L'hésitation d'Est se comprend. Son explication est crédible et «tient la route»: moi aussi, à sa place, je me serais cru en route pour le grand chelem et aurais été surpris, pour ne pas dire plus, par la réponse de 5C, et aurais également accusé le coup par un temps de réflexion et vérification des données. Quel est le contenu de l'information émise par cette hésitation, qui s'explique et paraît normale? (mes collègues n'ont pas su me l'expliquer!). Une chose est sûre: elle ne signifiait pas qu'il ne manquait pas deux As puisque, du point de vue d'Est, il en manquait précisément deux! Ni qu'il lui aurait manqué un petit quelque chose (quoi?) puisqu'il avait --- fort logiquement --- le grand chelem en vue! Or déterminer précisément le contenu de l'information illicite est fondamental pour la suite (par exemple Ouest a-t-il compris ce qui manquait à Est? a-t-il ajouté le sixième en fonction de cela et détenait-il ce petit quelque chose manquant?). De mon point de vue, ce contenu est vide: je ne vois pas ce qu'Ouest, eu égard à ses cartes, a bien pu comprendre de l'hésitation (en particulier pas que le fit risquait d'être un peu faiblard puisqu'il ne l'a pas craint malgré son Roi seulement second! une absence de contrôle Carreau? Est n'est pas homme à questionner sans lui!). J'en déduis qu'il n'y a pas eu d'UI.

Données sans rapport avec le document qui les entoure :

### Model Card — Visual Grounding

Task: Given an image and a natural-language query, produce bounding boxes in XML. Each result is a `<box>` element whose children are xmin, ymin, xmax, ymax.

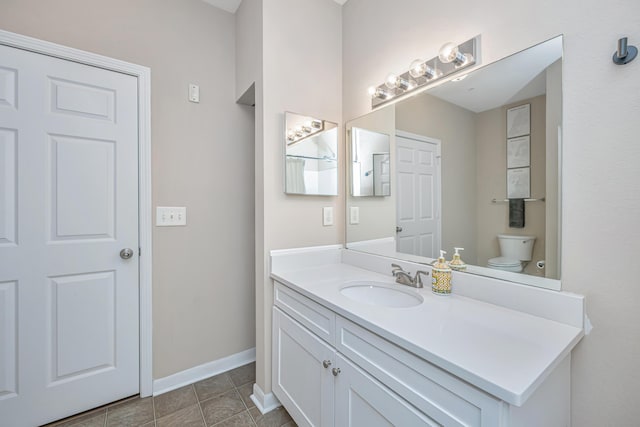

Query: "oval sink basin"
<box><xmin>340</xmin><ymin>281</ymin><xmax>424</xmax><ymax>308</ymax></box>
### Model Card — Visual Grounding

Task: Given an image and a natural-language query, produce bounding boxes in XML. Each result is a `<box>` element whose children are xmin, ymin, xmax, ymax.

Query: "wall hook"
<box><xmin>613</xmin><ymin>37</ymin><xmax>638</xmax><ymax>65</ymax></box>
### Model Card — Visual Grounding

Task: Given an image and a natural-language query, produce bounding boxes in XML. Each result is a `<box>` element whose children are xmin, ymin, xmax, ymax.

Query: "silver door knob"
<box><xmin>120</xmin><ymin>248</ymin><xmax>133</xmax><ymax>259</ymax></box>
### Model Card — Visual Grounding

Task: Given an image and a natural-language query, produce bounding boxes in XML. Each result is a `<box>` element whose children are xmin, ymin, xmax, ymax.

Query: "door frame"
<box><xmin>0</xmin><ymin>30</ymin><xmax>153</xmax><ymax>397</ymax></box>
<box><xmin>395</xmin><ymin>129</ymin><xmax>442</xmax><ymax>255</ymax></box>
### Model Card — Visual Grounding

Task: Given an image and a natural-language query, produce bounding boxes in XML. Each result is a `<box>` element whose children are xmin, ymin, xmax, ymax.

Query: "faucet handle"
<box><xmin>391</xmin><ymin>264</ymin><xmax>404</xmax><ymax>276</ymax></box>
<box><xmin>414</xmin><ymin>270</ymin><xmax>429</xmax><ymax>288</ymax></box>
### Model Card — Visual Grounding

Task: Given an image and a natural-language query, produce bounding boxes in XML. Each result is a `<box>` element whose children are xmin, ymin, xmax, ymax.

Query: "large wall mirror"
<box><xmin>346</xmin><ymin>36</ymin><xmax>562</xmax><ymax>290</ymax></box>
<box><xmin>284</xmin><ymin>112</ymin><xmax>338</xmax><ymax>196</ymax></box>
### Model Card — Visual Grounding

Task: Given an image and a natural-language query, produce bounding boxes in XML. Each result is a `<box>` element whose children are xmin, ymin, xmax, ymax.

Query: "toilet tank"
<box><xmin>498</xmin><ymin>234</ymin><xmax>536</xmax><ymax>261</ymax></box>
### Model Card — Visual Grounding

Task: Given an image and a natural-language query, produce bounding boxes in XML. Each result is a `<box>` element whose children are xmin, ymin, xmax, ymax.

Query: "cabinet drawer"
<box><xmin>336</xmin><ymin>316</ymin><xmax>505</xmax><ymax>426</ymax></box>
<box><xmin>273</xmin><ymin>282</ymin><xmax>336</xmax><ymax>345</ymax></box>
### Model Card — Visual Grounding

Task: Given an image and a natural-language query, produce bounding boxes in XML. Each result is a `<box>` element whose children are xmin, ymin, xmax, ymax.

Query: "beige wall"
<box><xmin>256</xmin><ymin>0</ymin><xmax>344</xmax><ymax>393</ymax></box>
<box><xmin>0</xmin><ymin>0</ymin><xmax>254</xmax><ymax>378</ymax></box>
<box><xmin>343</xmin><ymin>0</ymin><xmax>640</xmax><ymax>427</ymax></box>
<box><xmin>345</xmin><ymin>106</ymin><xmax>396</xmax><ymax>242</ymax></box>
<box><xmin>475</xmin><ymin>95</ymin><xmax>546</xmax><ymax>276</ymax></box>
<box><xmin>396</xmin><ymin>94</ymin><xmax>478</xmax><ymax>264</ymax></box>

Supposé cependant une telle: en quoi, concrètement, l'hésitation d'Est a-t-elle poussé Ouest à mettre le sixième?... Je ne vois pas (mes collègues non plus, mais...!). L'action de déclarer 6P, plutôt qu'une autre, fut-elle indiscutablement suggérée par ce contenu? Ouest a expliqué que son action fut motivée par son erreur préalable: il avait dénombré par erreur deux clés au lieu de trois et entendait corriger cette erreur (malgré les risques de cette correction, qu'il assumait bien évidemment: il aurait encore pu manquer deux clés! ce n'est pas possible dans le contexte? je vois que nous sommes d'accord!). Cette explication est convaincante, de sorte que l'action apparaît résulter de l'erreur préalable et de la volonté de la corriger et non de l'hésitation: «je déduis logiquement de l'enchère de 5P, sans rien déduire de l'hésitation, que mon partenaire croit qu'il manque deux As; il se trompe, car j'en ai un de plus qu'annoncé et cela me permet d'ajouter le sixième». C'est sans doute cela le «motif technique» dont mes collègues avaient entendu parler sans le comprendre: il y a notamment motif technique lorsque la réponse précédente dénombrait incorrectement, singulièrement une clé de moins que la réalité.

Ni UI, ni émission ni réception, ni utilisation illicite. Pas d'acte illicite (pas d'«infraction aux Lois»), partant pas de correction de la marque. Le comité d'appel a eu tort.

Je vous raconte encore ce cas dont mon équipe fut la victime.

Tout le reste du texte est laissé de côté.